Gunnery Sergeant Marianne Beaubien, USMCDay: E-Day +2
Time: 0300 hrs CST / 0900 hrs GMT
Location: An airfield outside Madison, Wisconsin.
She was cold. Though the weather had been unseasonably warm for December, the temperatures at night still dropped into the forties, or “the singles” as she would have called them back home. Marie wrapped the blanket around herself a little more and refused to open her eyes. To save fuel, they had shut everything down, robbing her of the familiar hum of the engines. After their last close call the decision had been made to forgo putting the plane to bed which, while logical in the circumstances still left her uneasy. Curled up in bits of survival gear, her cheek against the troop bench of the KC-130J air transport, falling asleep had been hard enough the first time; she had no desire to hamper its return.

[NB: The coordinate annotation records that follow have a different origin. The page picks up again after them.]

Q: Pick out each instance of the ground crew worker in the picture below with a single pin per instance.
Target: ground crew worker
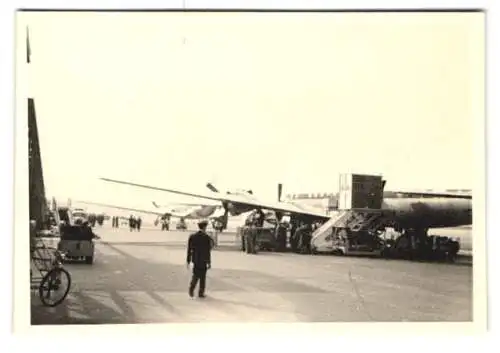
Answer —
(295, 237)
(139, 221)
(305, 241)
(131, 223)
(198, 252)
(281, 236)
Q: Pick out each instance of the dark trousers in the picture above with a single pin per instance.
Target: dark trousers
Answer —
(199, 273)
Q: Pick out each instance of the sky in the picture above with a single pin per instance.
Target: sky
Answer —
(249, 100)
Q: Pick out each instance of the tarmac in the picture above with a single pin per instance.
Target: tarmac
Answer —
(141, 277)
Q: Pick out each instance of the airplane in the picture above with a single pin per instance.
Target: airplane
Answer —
(189, 211)
(412, 211)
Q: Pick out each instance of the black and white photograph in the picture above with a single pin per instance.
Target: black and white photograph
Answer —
(251, 166)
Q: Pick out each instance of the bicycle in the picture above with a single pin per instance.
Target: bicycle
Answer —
(49, 263)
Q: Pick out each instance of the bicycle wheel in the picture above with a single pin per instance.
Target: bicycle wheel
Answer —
(54, 287)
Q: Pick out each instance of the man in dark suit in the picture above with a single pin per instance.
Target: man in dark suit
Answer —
(198, 253)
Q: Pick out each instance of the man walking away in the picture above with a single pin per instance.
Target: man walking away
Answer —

She turned her head away from the rough straps of the troop bench and took another long breath of the cold air. The cargo ramp was opening, allowing the northern air to sweep up and down it at will. She forced her eyes shut. Sleep should not be a challenge. In the last two days she had totalled eight hours of rest, catching brief naps in between the mad dash to refuel after landing, and taking off again an hour or so later.
“Gunny.” A firm hand shook her shoulder. The shake was unnecessary. Her eyes snapped open as a surge of anxious energy filled her with the evocation of her rank.
“Sir?” The grim face of Maj. Thompson, the plane’s Aircraft Commander, stared back. He was a serious man, a dyed-in-the-wool-Marine-for-life. She respected him and all he had done for her over the last few years. Even now, she knew that he understood what was going on enough to see the crew through this.
“Wheels up in twenty eight minutes. We’ve got another storm coming.”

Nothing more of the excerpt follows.